M&A Specialist | Advisor | Author | Consultant

The Silver Bullet: Myth or Reality?

“Retailers should research new profit centers, so they don’t end up shooting blanks”

(This article first appeared in the January 14, 2008 edition of Convenience Store News. Click here for the PDF version as it first appeared in the magazine.)

Silver bullet: a product or service that, when added to an existing business, will instantly become a profit center, add to the overall value of the business and put cash in the owner’s pocket.

Myth or reality?

While that is my own personal definition, many owners and operators within the convenience store industry can identify with the term “silver bullet.” As a former owner, I too was lured by the magic a silver bullet had to offer. It came with the promise of immediate increased profits and was a guaranteed cure-all for sales woes.

The search for the silver bullet, or new profit center, in the c-store industry is evident in the recent explosion of foodservice. In 2006, the average c-store reported nearly $313,629 in operating expenses per store, up 16.3 percent over 2005, according to Convenience Store News’ 2007 Industry Report. To offset those expenses, operators have been seeking to add profit centers to help raise store margins. Most of that search has been focused on in-store sales, specifically in foodservice, which featured a 9.9-percent rise in gross margin dollars nationally last year.

One example of a c-store owner investing in the silver bullet came to me from a client in Terre Haute, Indiana He decided to put pizza in his store to boost profitability.

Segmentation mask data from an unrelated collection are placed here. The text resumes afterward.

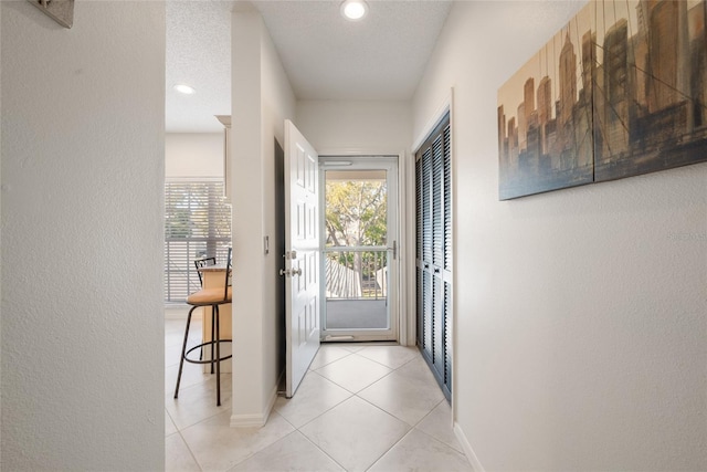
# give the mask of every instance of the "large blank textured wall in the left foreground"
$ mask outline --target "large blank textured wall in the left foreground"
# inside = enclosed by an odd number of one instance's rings
[[[0,4],[1,466],[161,470],[165,6]]]

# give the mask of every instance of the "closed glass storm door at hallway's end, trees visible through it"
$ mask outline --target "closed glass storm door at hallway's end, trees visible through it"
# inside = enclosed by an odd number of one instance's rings
[[[319,164],[321,340],[395,340],[398,158]]]

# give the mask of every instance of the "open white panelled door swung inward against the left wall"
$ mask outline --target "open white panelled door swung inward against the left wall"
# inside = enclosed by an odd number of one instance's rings
[[[318,156],[285,120],[286,396],[295,395],[319,349]]]

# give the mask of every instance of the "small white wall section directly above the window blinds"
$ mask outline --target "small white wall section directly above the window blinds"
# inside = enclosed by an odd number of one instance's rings
[[[165,177],[222,179],[223,133],[168,133],[165,137]]]

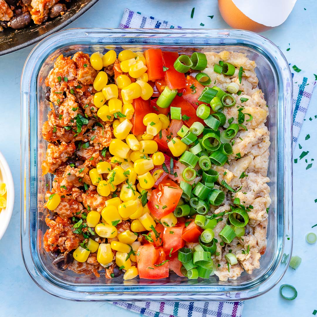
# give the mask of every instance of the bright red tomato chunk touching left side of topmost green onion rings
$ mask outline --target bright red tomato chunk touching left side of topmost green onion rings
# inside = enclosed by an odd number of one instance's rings
[[[177,52],[163,52],[163,65],[168,68],[165,73],[166,85],[170,89],[180,89],[185,87],[185,76],[174,68],[174,62],[178,58]]]

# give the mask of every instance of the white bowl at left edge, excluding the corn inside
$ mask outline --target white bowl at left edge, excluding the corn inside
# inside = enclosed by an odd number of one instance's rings
[[[0,182],[7,187],[7,206],[0,211],[0,240],[7,230],[14,205],[14,184],[10,167],[0,152]]]

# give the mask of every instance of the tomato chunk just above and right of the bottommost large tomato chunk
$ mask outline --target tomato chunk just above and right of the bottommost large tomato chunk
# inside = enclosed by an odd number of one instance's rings
[[[174,253],[184,247],[185,240],[182,239],[184,228],[185,223],[177,223],[174,227],[164,229],[163,247],[165,254]]]

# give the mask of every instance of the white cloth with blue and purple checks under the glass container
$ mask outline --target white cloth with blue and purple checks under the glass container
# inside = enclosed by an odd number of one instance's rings
[[[153,16],[144,16],[141,12],[125,9],[120,28],[181,29],[182,27],[157,20]],[[294,87],[293,144],[295,145],[316,81],[309,81],[299,74],[292,75]],[[113,302],[114,305],[151,317],[241,317],[243,303],[243,301]]]

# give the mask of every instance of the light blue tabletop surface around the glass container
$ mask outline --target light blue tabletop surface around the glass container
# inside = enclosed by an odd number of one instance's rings
[[[73,0],[74,1],[74,0]],[[190,18],[195,7],[194,18]],[[205,0],[139,0],[107,1],[100,0],[92,9],[72,23],[68,28],[119,26],[123,10],[129,8],[143,14],[165,19],[186,28],[226,28],[217,1]],[[304,10],[306,8],[307,10]],[[208,15],[214,15],[211,20]],[[263,35],[275,42],[284,52],[288,61],[303,69],[301,74],[313,79],[317,74],[317,2],[298,0],[288,20],[280,27],[264,32]],[[290,43],[290,45],[288,44]],[[291,49],[287,52],[286,49]],[[20,76],[25,59],[31,48],[0,57],[1,123],[0,150],[8,160],[15,181],[15,208],[9,228],[0,241],[0,316],[136,316],[108,303],[77,303],[51,296],[31,280],[26,272],[20,251]],[[294,285],[298,297],[285,301],[276,286],[267,294],[245,302],[243,316],[311,316],[317,309],[317,244],[308,245],[305,234],[314,231],[311,226],[317,223],[317,129],[314,115],[317,92],[315,91],[299,136],[302,150],[296,146],[294,158],[301,152],[309,151],[307,159],[315,158],[313,167],[306,170],[307,163],[302,159],[294,165],[294,255],[302,257],[300,267],[289,268],[282,283]],[[308,118],[313,120],[309,121]],[[310,139],[305,136],[310,134]],[[309,163],[309,162],[308,162]]]

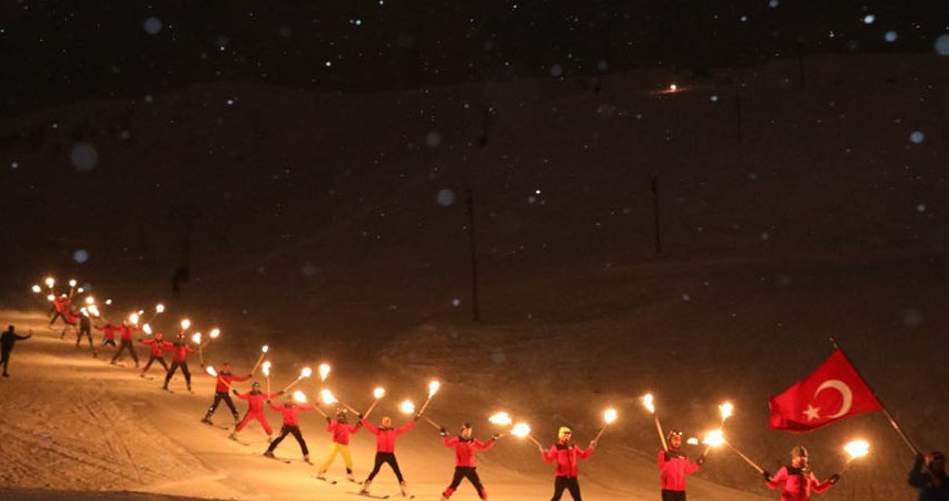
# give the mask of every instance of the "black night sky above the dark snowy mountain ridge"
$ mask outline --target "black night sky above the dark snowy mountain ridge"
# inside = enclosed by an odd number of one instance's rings
[[[366,92],[820,53],[926,53],[941,1],[226,1],[0,4],[0,113],[196,82]],[[949,40],[943,47],[949,52]]]

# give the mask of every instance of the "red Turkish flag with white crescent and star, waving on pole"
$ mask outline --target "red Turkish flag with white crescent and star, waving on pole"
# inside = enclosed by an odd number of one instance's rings
[[[856,369],[836,350],[811,375],[768,401],[774,429],[806,433],[883,408]]]

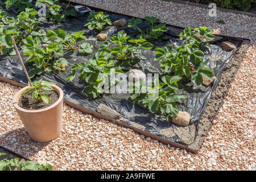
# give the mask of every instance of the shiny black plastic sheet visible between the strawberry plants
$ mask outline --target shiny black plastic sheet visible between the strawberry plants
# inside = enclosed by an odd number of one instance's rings
[[[44,28],[46,31],[55,30],[57,28],[61,28],[66,32],[75,32],[80,30],[86,31],[87,40],[85,42],[89,42],[93,45],[94,52],[98,49],[98,44],[102,42],[98,42],[96,40],[96,33],[88,30],[84,27],[86,24],[86,17],[89,13],[86,14],[78,14],[76,18],[69,18],[66,22],[60,24],[54,24],[53,22],[45,22],[40,24],[41,28]],[[109,14],[109,18],[114,22],[115,20],[125,18],[129,20],[125,15],[117,15],[117,14]],[[142,25],[143,28],[143,25]],[[134,28],[127,27],[115,27],[108,26],[105,31],[102,33],[106,33],[108,38],[113,35],[117,35],[117,32],[120,30],[125,30],[125,32],[130,35],[134,32]],[[183,40],[177,39],[178,35],[176,35],[172,31],[167,31],[167,35],[170,35],[170,39],[162,42],[160,47],[164,47],[168,44],[172,44],[174,48],[180,46],[183,43]],[[229,40],[233,42],[238,48],[240,48],[242,41],[234,41],[232,39]],[[79,42],[78,44],[81,44]],[[20,48],[20,53],[22,55],[22,48]],[[213,71],[216,76],[214,83],[212,86],[196,86],[192,82],[188,82],[187,84],[180,85],[180,89],[177,90],[176,93],[184,93],[189,96],[187,100],[182,100],[182,104],[180,105],[180,110],[187,111],[191,115],[191,124],[196,126],[196,134],[198,131],[198,123],[200,118],[202,117],[207,104],[210,100],[210,96],[213,90],[216,88],[218,82],[221,80],[221,72],[228,65],[230,59],[232,59],[234,53],[236,53],[237,49],[233,51],[226,51],[221,48],[220,43],[216,43],[211,46],[208,52],[205,53],[204,61],[209,65],[209,68]],[[93,53],[94,53],[93,52]],[[147,60],[140,61],[135,64],[133,69],[140,69],[144,73],[162,73],[163,69],[159,66],[159,61],[154,61],[154,52],[146,51],[142,49],[140,51],[141,55],[147,58]],[[172,123],[166,122],[166,117],[151,114],[149,111],[142,109],[136,104],[131,102],[129,94],[105,94],[102,98],[98,98],[96,100],[89,100],[83,94],[83,83],[79,80],[78,76],[75,78],[73,82],[66,82],[66,78],[71,73],[72,65],[75,63],[88,63],[90,57],[93,54],[88,56],[80,56],[78,51],[66,51],[63,56],[69,62],[69,67],[65,72],[48,72],[43,73],[43,80],[56,82],[60,88],[64,91],[64,99],[73,102],[74,104],[81,105],[86,107],[87,109],[96,111],[96,108],[99,104],[105,104],[110,108],[116,110],[118,113],[122,114],[123,118],[129,119],[129,121],[137,122],[145,127],[142,129],[151,134],[158,135],[165,139],[171,140],[172,142],[184,143],[183,140],[180,139],[178,135],[174,137],[168,138],[165,135],[160,134],[160,130],[167,127],[176,127],[172,125]],[[23,61],[26,60],[27,56],[22,56]],[[27,65],[27,69],[30,67]],[[23,84],[27,84],[27,78],[22,70],[22,66],[18,60],[18,56],[0,56],[0,76],[10,78],[11,80],[21,82]],[[40,77],[40,78],[41,78]],[[39,80],[39,77],[33,78],[33,80]],[[125,122],[130,125],[129,122]],[[185,144],[186,145],[186,144]]]

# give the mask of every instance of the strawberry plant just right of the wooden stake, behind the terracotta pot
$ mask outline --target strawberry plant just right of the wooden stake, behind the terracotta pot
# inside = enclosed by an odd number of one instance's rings
[[[51,71],[50,65],[55,54],[63,55],[63,45],[57,43],[51,43],[47,47],[39,48],[42,43],[40,37],[32,38],[28,36],[24,40],[23,53],[29,55],[26,59],[26,63],[30,63],[36,68],[32,68],[28,75],[32,78],[35,75],[40,75],[43,71]]]

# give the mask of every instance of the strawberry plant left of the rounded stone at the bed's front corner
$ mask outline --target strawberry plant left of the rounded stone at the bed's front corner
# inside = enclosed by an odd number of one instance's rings
[[[177,95],[175,90],[178,89],[177,82],[181,80],[180,76],[163,76],[159,83],[159,78],[155,78],[154,84],[151,87],[143,85],[142,81],[139,84],[133,85],[133,93],[130,94],[132,100],[151,113],[165,115],[167,121],[179,113],[180,100],[188,98],[185,94]],[[144,87],[144,88],[143,88]],[[156,90],[154,93],[148,89]],[[143,92],[146,90],[147,92]]]

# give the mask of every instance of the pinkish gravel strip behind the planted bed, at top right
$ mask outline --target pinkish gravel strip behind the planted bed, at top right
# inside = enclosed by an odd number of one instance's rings
[[[136,16],[138,18],[156,16],[162,22],[179,27],[189,26],[196,28],[199,26],[211,26],[214,29],[214,34],[247,38],[251,40],[251,43],[256,43],[255,16],[252,17],[217,10],[217,16],[210,17],[208,15],[209,9],[163,0],[72,1],[116,13]],[[224,20],[225,24],[216,23],[217,20],[221,19]]]

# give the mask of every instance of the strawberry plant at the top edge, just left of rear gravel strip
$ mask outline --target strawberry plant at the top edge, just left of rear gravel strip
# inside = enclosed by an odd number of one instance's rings
[[[48,6],[48,9],[46,10],[46,18],[58,23],[65,22],[66,18],[70,15],[71,16],[76,15],[76,10],[74,9],[67,10],[71,1],[68,2],[68,6],[65,8],[65,10],[63,10],[60,5],[56,5],[55,2],[59,2],[59,1],[37,0],[35,5],[38,6],[40,3],[45,3]]]

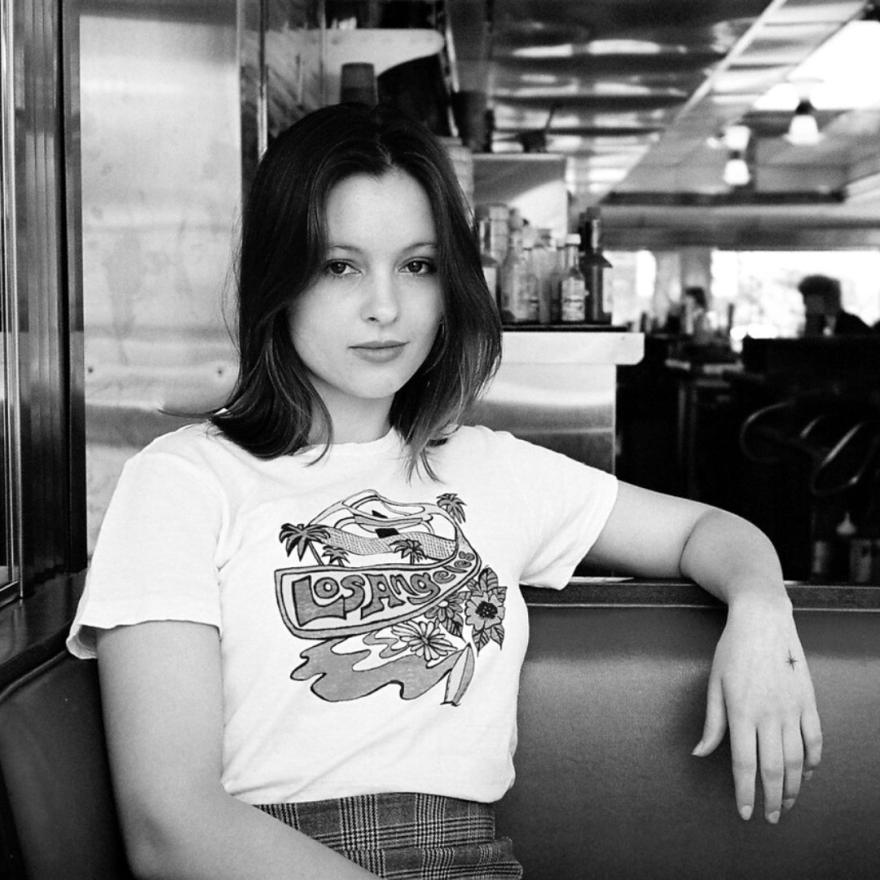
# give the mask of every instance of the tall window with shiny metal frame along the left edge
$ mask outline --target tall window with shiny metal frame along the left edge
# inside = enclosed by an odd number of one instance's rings
[[[0,3],[0,601],[85,567],[78,4]]]

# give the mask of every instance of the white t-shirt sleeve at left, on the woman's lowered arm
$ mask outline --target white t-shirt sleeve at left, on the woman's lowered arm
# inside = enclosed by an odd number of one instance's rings
[[[150,451],[123,468],[67,639],[95,656],[95,629],[154,620],[221,625],[217,545],[223,500],[210,474]]]

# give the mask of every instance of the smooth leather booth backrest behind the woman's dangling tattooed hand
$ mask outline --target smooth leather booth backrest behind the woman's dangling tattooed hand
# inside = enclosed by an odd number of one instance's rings
[[[527,880],[880,878],[880,613],[796,613],[826,745],[775,826],[760,797],[737,815],[726,738],[690,754],[724,615],[530,609],[517,780],[498,809]]]

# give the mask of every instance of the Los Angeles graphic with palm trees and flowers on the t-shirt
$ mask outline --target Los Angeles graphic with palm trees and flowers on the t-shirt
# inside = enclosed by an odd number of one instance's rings
[[[333,702],[389,684],[410,700],[446,679],[443,702],[458,705],[480,652],[504,643],[507,595],[461,529],[464,508],[453,493],[413,504],[365,490],[282,525],[300,564],[275,572],[278,608],[315,641],[291,678],[315,678]]]

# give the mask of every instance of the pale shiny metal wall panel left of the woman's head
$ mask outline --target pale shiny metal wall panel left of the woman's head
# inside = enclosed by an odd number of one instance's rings
[[[81,21],[90,547],[124,460],[179,424],[159,410],[210,406],[234,378],[236,3],[203,8],[111,2]]]

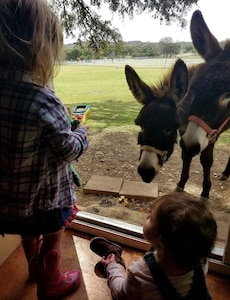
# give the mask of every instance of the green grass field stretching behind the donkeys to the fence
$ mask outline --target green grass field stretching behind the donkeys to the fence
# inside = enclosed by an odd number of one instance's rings
[[[147,83],[157,82],[165,70],[135,68]],[[71,111],[76,104],[91,105],[90,130],[135,130],[141,109],[126,82],[124,67],[63,65],[54,79],[57,96]]]

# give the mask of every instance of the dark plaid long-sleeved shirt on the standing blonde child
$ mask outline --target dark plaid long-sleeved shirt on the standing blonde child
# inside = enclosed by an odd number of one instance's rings
[[[70,162],[88,147],[61,101],[28,74],[0,68],[0,217],[19,219],[76,202]]]

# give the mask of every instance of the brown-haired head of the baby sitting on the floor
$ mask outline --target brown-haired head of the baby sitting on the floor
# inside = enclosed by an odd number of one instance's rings
[[[156,250],[163,249],[178,266],[191,268],[210,254],[217,224],[204,203],[171,193],[154,202],[143,232]]]

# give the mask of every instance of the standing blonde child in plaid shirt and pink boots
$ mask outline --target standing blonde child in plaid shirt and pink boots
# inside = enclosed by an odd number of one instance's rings
[[[22,236],[39,300],[62,299],[81,282],[79,270],[60,270],[76,203],[71,162],[88,147],[87,126],[71,131],[47,87],[62,50],[46,0],[0,1],[0,234]]]

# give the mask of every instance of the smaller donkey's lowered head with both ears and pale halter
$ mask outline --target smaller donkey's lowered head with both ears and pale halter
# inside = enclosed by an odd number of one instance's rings
[[[125,74],[133,96],[143,105],[135,120],[141,127],[138,173],[149,183],[173,153],[180,126],[177,105],[188,89],[188,70],[178,59],[163,80],[151,87],[129,65],[125,66]]]

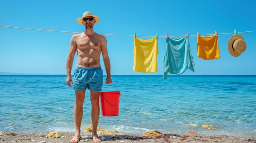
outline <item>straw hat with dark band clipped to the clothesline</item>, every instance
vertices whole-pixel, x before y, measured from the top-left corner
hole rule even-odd
[[[229,39],[227,44],[230,55],[238,57],[246,50],[244,38],[240,35],[234,35]]]

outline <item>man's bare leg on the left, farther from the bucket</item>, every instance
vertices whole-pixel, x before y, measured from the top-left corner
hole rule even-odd
[[[70,140],[71,143],[77,143],[81,138],[81,122],[83,118],[83,101],[85,99],[85,90],[77,91],[75,90],[76,101],[74,106],[74,120],[76,126],[76,134]]]

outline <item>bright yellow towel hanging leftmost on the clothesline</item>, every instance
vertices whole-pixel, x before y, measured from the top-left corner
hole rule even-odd
[[[133,71],[142,73],[157,72],[157,39],[157,37],[154,37],[150,40],[140,40],[137,37],[133,37]]]

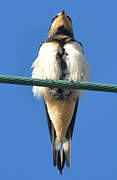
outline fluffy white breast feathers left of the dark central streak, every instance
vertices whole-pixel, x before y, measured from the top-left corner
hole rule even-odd
[[[32,68],[32,78],[59,80],[61,68],[57,54],[62,53],[62,48],[57,42],[45,42],[41,45],[38,57],[34,61]],[[46,87],[33,86],[36,97],[44,94]]]

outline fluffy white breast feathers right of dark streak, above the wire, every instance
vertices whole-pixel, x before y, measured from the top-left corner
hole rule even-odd
[[[88,81],[89,66],[84,56],[83,48],[79,42],[73,41],[64,45],[68,55],[67,66],[70,72],[69,80]]]

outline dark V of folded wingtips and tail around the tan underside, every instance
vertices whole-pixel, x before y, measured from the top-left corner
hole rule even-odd
[[[66,162],[66,166],[70,167],[70,146],[71,146],[71,138],[73,135],[73,129],[74,129],[74,123],[75,123],[75,118],[76,118],[78,102],[79,102],[79,99],[76,102],[73,117],[72,117],[71,123],[70,123],[67,133],[66,133],[66,141],[64,143],[57,143],[54,125],[49,117],[47,106],[46,106],[46,103],[44,100],[49,134],[50,134],[50,139],[52,142],[53,165],[57,166],[60,174],[62,174],[62,170],[64,168],[65,162]]]

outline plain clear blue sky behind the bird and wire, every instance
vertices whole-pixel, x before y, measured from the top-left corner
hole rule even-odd
[[[65,9],[81,41],[91,81],[117,84],[116,0],[1,0],[0,74],[31,77],[53,16]],[[42,99],[32,87],[0,84],[0,179],[117,179],[117,95],[88,91],[79,103],[71,168],[52,166]]]

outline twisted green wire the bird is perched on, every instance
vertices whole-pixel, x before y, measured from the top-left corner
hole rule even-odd
[[[27,77],[0,75],[0,83],[117,93],[117,85],[93,82],[69,82],[63,80],[44,80]]]

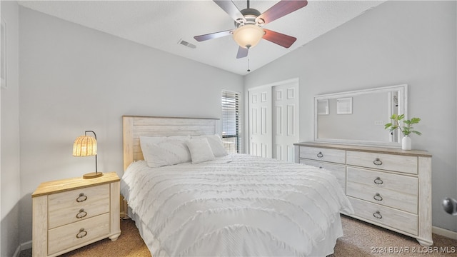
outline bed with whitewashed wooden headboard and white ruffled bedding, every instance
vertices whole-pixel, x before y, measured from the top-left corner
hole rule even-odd
[[[336,178],[312,166],[226,154],[215,138],[218,124],[217,119],[123,116],[121,194],[151,254],[333,253],[343,236],[339,213],[353,213]],[[176,148],[181,141],[187,148]],[[190,160],[176,163],[183,149]],[[171,155],[151,157],[167,151]]]

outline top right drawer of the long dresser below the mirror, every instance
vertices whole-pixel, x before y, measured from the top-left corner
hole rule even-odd
[[[398,171],[411,174],[417,174],[418,171],[417,156],[346,151],[346,162],[348,165],[378,168],[385,171]]]

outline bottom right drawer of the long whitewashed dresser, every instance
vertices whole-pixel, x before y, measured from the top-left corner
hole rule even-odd
[[[418,235],[418,216],[375,203],[348,197],[358,218],[388,226],[394,230]]]

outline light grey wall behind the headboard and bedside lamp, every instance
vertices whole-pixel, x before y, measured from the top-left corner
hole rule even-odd
[[[21,242],[40,182],[94,170],[71,156],[85,130],[97,133],[99,171],[121,176],[122,115],[220,118],[221,90],[243,91],[241,76],[23,7],[19,32]]]

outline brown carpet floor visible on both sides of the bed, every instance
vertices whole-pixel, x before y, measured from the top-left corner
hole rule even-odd
[[[362,256],[453,256],[457,257],[457,241],[433,234],[433,246],[422,247],[416,239],[388,231],[377,226],[343,216],[344,236],[336,242],[335,253],[330,257]],[[148,257],[148,248],[139,236],[134,221],[121,221],[121,236],[117,241],[109,239],[92,243],[63,256],[91,257]],[[380,253],[380,251],[382,251]],[[21,252],[20,257],[31,257],[31,249]]]

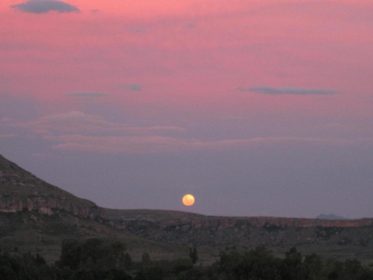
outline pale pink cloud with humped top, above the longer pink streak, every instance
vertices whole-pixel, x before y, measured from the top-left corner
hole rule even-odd
[[[70,111],[54,115],[43,116],[37,120],[17,122],[11,124],[15,127],[29,128],[38,134],[59,133],[127,133],[127,134],[154,134],[160,132],[185,132],[184,128],[176,126],[134,127],[106,121],[101,116],[89,115],[79,111]]]

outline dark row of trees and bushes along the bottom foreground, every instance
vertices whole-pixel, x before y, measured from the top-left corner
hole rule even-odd
[[[373,270],[357,260],[303,257],[295,248],[285,258],[264,247],[226,249],[211,265],[198,265],[195,248],[186,258],[133,262],[121,242],[88,239],[62,244],[60,260],[47,265],[40,256],[0,252],[1,280],[373,280]]]

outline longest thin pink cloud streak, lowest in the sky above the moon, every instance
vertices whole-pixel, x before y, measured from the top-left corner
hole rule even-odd
[[[183,152],[200,149],[232,149],[263,143],[319,143],[350,144],[353,140],[322,137],[254,137],[248,139],[229,139],[203,141],[163,136],[82,136],[62,135],[45,136],[45,139],[60,142],[54,149],[78,150],[102,153],[161,153]]]

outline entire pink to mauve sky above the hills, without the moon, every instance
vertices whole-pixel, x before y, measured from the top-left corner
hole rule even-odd
[[[372,34],[370,0],[1,0],[0,154],[103,207],[372,217]]]

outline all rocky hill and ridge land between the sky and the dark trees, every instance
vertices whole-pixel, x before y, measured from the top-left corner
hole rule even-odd
[[[134,258],[185,256],[197,246],[211,261],[226,246],[292,246],[339,259],[373,259],[373,219],[215,217],[180,211],[100,208],[52,186],[0,156],[0,248],[59,257],[62,239],[101,237],[127,244]]]

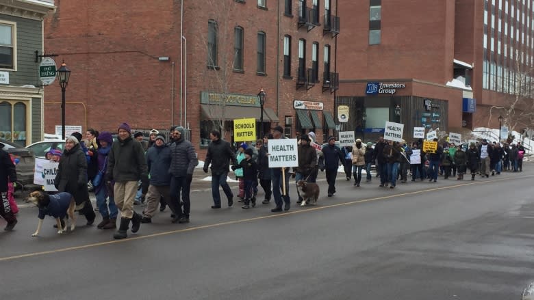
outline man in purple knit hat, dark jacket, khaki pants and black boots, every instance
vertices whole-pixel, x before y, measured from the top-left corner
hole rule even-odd
[[[141,144],[131,138],[127,123],[118,126],[118,141],[113,144],[107,159],[106,181],[115,181],[115,204],[120,210],[120,226],[114,238],[126,238],[131,221],[131,232],[139,230],[142,216],[133,210],[139,180],[148,182],[147,161]]]

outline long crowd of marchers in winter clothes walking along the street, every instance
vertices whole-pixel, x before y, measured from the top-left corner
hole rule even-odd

After investing thousands in startup costs (along with adding equipment and hiring the labor to operate), his sales figures rose slightly. Then, after six months, his pizza oven broke. Interestingly enough, the loss of pizza sales did not affect his bottom line. The overall cost of installation -coupled with added labor costs, and food and paper costs- negated any profit he could have anticipated, making his six-month sales figures look remarkably similar with pizza as they did without it.

Foodservice is not a bad idea. However, it’s important to consider the factors that influence the performance of your business before investing in that profit center. In this example, my client thought adding pizza would increase profits, but he underestimated the other factors that affected his bottom line, including the costs of additional labor, employee training, construction, and equipment and supplies.

Sometimes we hear about a fellow operator adding a new product or service that results in a $5,000 increase in-store sales, tempting us to do likewise. However, the mistake many make is not planning for the upfront and included costs of buying into, developing and maintaining that profit center. To help prepare for those costs, I counsel my clients to do two 12-month projections. Factor the new profit center into one projection and do the other projection without it. If the new profit center projection works out to $30,000 in increased sales, determine what it is going to cost you to add that additional $30,000. Keep in mind the upfront costs and that it may take you more than one year to realize that $30,000. Most importantly, discover the real bottom line and determine whether it’s going to be worth your time to develop.

Finally, before you decide to invest, locate an operator outside of your market area who is not a direct competitor and who has already invested in the same profit center. Many times, you can ask your vendors to give you the name of someone and then call them to ask how the new product or service has worked for them. The point is, do the research and fact-finding first, before you pull the trigger. You may find out that adding the silver bullet is worth your time and money, but you also may find out that the silver bullet is really a blank.